Così come trascorrere mezz'ora in attesa della risposta di un call center, o voler disdire un servizio e non sapere a chi rivolgersi. Il mercato dei servizi è una giungla in cui i diritti dei consumatori rischiano di essere calpestati quotidianamente. Quei diritti, perciò, è buona norma conoscerli, per poterli far valere. Per questo l'Agcom ha pubblicato un vademecum per i consumatori sui propri diritti e doveri in materia di comunicazioni elettroniche. Si va dalla pay-tv (è recente il caso Dahlia Tv dalla quale gli abbonati stanno cercando di farsi rimborsare per le partite di serie A e B non fruite), alla tutela delle comunicazioni personali mobili (cellulari) e fisse, fino alle comunicazioni strettamente elettroniche.

Nel vademecum sono contenute preziose informazioni su come risolvere le più comuni controversie in materia di comunicazioni: come ricorrere al call center, come presentare un reclamo, come formulare una denuncia, come inoltrare correttamente una disdetta di abbonamento. Ma i consigli preziosi sono tanti e riguardano anche il momento della scelta di un servizio. A questo proposito l'Agcom spiega che esistono numerosi portali sui quali è possibile comparare tariffe e offerte e conoscere quelle che consentono il maggior risparmio. Ad oggi tra questi l'unico portale accreditato dall'Agcom è www.supermoney.eu.

 Una delle situazioni che il consumatore può trovarsi a fronteggiare, poi, è quella dell'attivazione di servizi non richiesti. In questi casi, spiega l'autorità, ci si può opporre all'attivazione del servizio con ogni mezzo (tramite call center, posta elettronica, lettera o fax) a prescindere dalla data in cui il servizio non richiesto è stato attivato e dai termini per esercitare il diritto di recesso. Al paragrafo Diritti e tutela dell'utenza si può scoprire tutto sui funzionamenti dei call center e sui loro obblighi, sulle procedure di reclamo e sulle istituzioni di tutela dell'utente come il Contact center Agcom.
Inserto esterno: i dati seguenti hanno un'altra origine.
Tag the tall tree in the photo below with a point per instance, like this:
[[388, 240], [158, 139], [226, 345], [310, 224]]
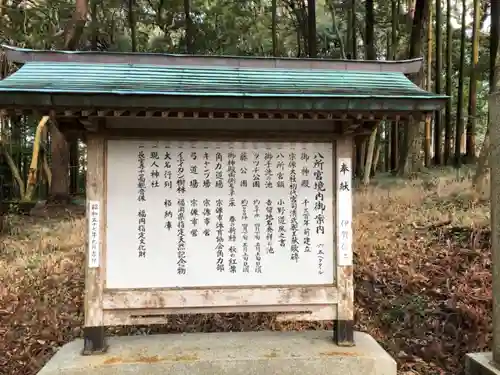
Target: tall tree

In decalogo finale, poi, ci mette in guardia sulle “disattenzioni” più comuni dell'utente e ci ricorda che recedere dal contratto è un diritto, così come reclamare.
La guida è scaricabile dal sito dell
'Agcomin formato PDF ed è anche consultabile online. Il vademecum è stato redatto dalla Direzione Tutela dei Consumatori nell'ambito di un protocollo di intesa con le associazioni dei consumatori.